Mais si les lignes générales du projet n'ont soulevé aucune discussion, il n'en a pas été de même de l'affectation des fonds à provenir de l'emprunt. M. Paris, député de la Cochinchine a vivement insisté pour obtenir le rétablissement de la construction du chemin de fer de Mytho à Cantho, qui intéresse spécialement celle nos possessions indo-chinoises qu'il représente, au programme des travaux à entreprendre. Il a, sur d'autres points, critiqué ce programme et notamment demandé qu'une prévision y fût inscrite pour la mise en état et le prolongement de la voie ferréc destinée à permettre l'accès du plateau du Lang Bian, où l'établissement d'un sanatorium avait été décidé naguère par M. Doumer. Tous ses efforts se sont heurtés à l'opposition irréductible de la Commission des affaires extérieures et coloniales et de la commission

du budget qui, d'accord avec le Gouvernement, se sont refusés à toute modification d'un programme laborieusement échafaudé, avec la préoccupation de subordonner les intérêts particuliers à l'intérêt général et de donner le pas aux entreprises les plus immédiatement urgentes sur celles qui pourraient, sans inconvénient majeur, être ajournées à des temps meilleurs.

Ce programme prévoit une dépense de 22.600.000 francs pour l'achèvement des lignes de chemin de fer comprises au projet d'emprunt de 1898 qui sont actuellement en cours de construction. Les travaux d'irrigation, dont l'utilité n'est plus à démontrer et à l'exécution desquels les populations indigènes attachent un prix particulier, reçoivent une dotation de 19.100.000 francs, répartie entre le Moyen-Tonkin et l'Annam.

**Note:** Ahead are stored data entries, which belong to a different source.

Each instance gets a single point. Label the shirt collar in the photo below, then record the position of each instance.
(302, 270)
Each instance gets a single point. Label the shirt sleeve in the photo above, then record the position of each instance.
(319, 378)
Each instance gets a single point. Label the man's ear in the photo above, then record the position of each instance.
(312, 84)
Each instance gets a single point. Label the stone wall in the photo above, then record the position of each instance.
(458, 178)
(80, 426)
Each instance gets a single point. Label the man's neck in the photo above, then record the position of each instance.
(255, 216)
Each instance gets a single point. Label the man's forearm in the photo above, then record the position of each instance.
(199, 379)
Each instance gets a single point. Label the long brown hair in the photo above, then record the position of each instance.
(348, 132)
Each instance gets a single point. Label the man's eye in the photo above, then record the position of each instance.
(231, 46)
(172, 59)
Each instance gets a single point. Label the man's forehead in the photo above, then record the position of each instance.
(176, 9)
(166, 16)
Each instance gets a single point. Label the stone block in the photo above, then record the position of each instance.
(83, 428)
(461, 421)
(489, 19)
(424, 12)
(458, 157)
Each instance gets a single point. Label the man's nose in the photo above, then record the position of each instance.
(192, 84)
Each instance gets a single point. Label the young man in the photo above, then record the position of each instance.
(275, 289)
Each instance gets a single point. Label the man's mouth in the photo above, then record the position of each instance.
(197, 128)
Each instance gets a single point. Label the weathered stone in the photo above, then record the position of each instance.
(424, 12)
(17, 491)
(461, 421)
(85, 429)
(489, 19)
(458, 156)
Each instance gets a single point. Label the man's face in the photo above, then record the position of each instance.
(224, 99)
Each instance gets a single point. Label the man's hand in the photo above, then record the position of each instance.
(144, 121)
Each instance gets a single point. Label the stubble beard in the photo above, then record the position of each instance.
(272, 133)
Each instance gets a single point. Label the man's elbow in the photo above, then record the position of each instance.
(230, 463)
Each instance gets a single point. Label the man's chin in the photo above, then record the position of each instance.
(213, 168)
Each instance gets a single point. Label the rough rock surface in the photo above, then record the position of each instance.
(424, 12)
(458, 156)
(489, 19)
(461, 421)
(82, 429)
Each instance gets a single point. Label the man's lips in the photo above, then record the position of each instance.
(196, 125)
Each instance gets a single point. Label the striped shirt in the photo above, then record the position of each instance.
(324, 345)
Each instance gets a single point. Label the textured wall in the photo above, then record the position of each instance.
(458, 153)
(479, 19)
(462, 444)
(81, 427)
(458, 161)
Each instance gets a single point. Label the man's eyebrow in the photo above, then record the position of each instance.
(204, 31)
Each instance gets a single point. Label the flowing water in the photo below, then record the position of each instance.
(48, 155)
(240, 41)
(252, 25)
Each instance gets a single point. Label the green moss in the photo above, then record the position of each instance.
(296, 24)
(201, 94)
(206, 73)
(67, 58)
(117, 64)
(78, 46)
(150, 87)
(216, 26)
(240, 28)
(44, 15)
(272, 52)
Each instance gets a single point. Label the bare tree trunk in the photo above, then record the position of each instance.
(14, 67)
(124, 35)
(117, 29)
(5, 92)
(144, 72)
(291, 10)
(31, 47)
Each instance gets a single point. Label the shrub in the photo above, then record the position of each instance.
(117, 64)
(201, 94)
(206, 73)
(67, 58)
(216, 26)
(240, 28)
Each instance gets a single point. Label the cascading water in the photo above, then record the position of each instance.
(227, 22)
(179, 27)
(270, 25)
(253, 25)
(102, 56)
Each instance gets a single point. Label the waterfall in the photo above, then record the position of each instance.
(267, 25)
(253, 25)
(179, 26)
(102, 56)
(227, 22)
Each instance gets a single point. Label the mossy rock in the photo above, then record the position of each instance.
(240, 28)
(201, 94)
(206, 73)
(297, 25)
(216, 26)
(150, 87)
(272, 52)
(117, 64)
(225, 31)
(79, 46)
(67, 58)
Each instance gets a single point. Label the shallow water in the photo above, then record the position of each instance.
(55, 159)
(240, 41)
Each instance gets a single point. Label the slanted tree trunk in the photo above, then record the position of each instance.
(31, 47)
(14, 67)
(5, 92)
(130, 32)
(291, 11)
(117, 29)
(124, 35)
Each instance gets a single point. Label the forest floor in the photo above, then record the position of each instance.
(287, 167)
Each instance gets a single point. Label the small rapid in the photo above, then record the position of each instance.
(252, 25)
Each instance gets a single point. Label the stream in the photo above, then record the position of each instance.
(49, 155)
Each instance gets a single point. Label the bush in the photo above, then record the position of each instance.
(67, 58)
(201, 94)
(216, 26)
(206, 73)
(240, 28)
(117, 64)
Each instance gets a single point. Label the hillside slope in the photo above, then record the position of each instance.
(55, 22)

Une somme de 9.500.000 fr. est affectée à la construction de routes, savoir en Cochinchine, pour la mise en valeur des terres à caoutchouc ; au Tonkin, pour l'exploitation des richesses minérales de la haute région; en Annam et au Laos pour la mise en communication du Mékhong avec la côte. Au chapitre Chemins de fer nouveaux, est inscrite une prévision de 28.300.000 francs, destinée à permettre, d'une part, le prolongement de la ligne de Lang-Son jusqu'à Na cham Dang, en vue de faciliter l'écoulement des produits miniers de la province de Caobang, et, d'autre part, la continuation du Transindo-chinois, dans sa partie septentrionale, entre Dong-Ha et Vinh, dans le double but d'améliorer le rendement des sections déjà construites et d'arracher à leur isolement les populations d'une fraction importante du Nord-Annam, actuellement privées de toute communication avec l'extérieur. Les installations scolaires et les installations sanitaires se partagent, à raison de 1.500.000 pour les premières et de 2.000.000 pour les secondes, une somme de 3.500.000 francs. Enfin, une somme de 600.000 fr. est prévue pour l'installation d'un poste central de télégraphie sans fil à Saïgon.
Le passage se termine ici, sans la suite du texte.